Clean Energy Wire: Which topics will dominate German energy and climate policy in 2017? Could you please name three main issues and the related events, decisions and developments you think will dominate these policy areas?
Camilla Bausch: 2017 is an election year. Not only in Germany, but also in France. These elections are crucial for the future of the EU. Energy and climate issues are, however, unlikely to dominate the campaigns. They will be sidelined by topics including social inequality, migration, and future relations with Russia and the US.
This being said, these issues are closely linked to the energy and climate agenda. The actions of the future Trump cabinet can impact the global speed and pathways towards low-carbon economies. We will get an impression of how strongly the new US leadership will influence the international debate during the German G20 Presidency – as well as in the run-up to and at the UN climate summit in Bonn at the end of 2017.
2017 will also be a year of intense discussion about future EU energy and climate policy. In December, the European Commission published an impressive package of new and revised laws dubbed “Clean Energy for All Europeans”. Much remains to be debated, but the proposals include a wealth of innovative ideas. The German government has a key role to play in defending and possibly increasing the package’s environmental ambition – to make it compatible with the Paris Agreement.
At a national level, I expect that transport issues will play an important role. Facing increasing competitiveness of electric vehicles and uptake for example in China as well as the VW emission scandal and local action to promote sustainable modes of transport, the German auto industry will depend on its capability to embrace the transformations ahead.
CLEW: Which are the most pressing energy and climate policy issues for Germany to work on in 2017? What do you think are the chances of these issues being tackled, and what obstacles do you see?
CB: All the issues mentioned above have to be addressed. Furthermore, Germany has accomplished an impressive expansion of renewable energies in the electricity and heating sectors. Nonetheless, greenhouse gas emissions are not decreasing fast enough to reach the national target of -40 percent by 2020. Two key issues urgently need to be addressed: over-capacities of old coal-fired plants and transport emissions. On coal, the government has taken a first step by placing 2.7 gigawatts of lignite-powered generation in a reserve that will start operating in 2017. Yet if we take our commitments under the Paris Agreement seriously, this can only be a first step. We need an honest and broad debate about a socially acceptable coal exit, taking into account not only the technical and economic issues, but also social and cultural aspects.
CLEW: Which energy and climate policy related development was particularly positive in 2016 in your opinion, and which was rather disappointing? What needs to happen to prevent such disappointment – or continue the positive developments?

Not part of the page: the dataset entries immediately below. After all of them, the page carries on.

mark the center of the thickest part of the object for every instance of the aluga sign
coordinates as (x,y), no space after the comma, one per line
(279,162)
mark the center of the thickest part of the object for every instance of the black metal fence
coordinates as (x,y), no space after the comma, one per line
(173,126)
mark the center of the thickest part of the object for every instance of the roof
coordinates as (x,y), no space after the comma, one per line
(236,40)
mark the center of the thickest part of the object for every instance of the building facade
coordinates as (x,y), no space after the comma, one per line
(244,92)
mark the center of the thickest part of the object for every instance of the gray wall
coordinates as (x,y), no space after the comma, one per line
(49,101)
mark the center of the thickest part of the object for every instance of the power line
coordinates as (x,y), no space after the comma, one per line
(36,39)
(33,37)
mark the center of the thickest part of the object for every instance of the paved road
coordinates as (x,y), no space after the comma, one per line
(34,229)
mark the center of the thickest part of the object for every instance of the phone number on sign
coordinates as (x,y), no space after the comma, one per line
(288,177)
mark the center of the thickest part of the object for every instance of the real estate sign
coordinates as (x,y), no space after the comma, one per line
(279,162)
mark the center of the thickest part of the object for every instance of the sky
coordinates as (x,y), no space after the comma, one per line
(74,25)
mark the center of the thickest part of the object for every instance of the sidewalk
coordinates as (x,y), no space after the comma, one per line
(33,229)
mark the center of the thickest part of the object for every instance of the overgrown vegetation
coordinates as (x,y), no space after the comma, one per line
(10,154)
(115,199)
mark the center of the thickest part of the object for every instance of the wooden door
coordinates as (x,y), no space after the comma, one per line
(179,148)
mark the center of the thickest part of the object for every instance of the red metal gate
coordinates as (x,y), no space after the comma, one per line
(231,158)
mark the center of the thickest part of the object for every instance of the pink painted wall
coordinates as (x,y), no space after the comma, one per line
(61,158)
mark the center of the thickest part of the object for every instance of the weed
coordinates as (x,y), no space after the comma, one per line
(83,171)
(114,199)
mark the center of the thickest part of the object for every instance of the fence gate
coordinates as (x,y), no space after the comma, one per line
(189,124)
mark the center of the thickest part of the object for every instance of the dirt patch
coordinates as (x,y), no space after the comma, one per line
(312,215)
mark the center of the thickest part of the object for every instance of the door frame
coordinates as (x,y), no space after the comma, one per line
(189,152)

CB: The entry into force of the Paris Agreement was clearly a highlight in 2016. After many years of negotiations, we now have global momentum towards a low-carbon economy. The onus is on all parties to deliver ambitious action. The change in administration in the US will certainly make this harder. But I don’t think that the momentum can be reversed. Progress will be helped by the rapid cost improvements in clean energy technologies, batteries and electric vehicles, which again took many by surprise in 2016. In the Netherlands offshore wind tenders closed at a record low of 5.5 € ct/kWh, while tendering in Chile yielded solar prices below 3 US ct/kWh. The future of low-cost renewable energy has arrived and it is here to stay.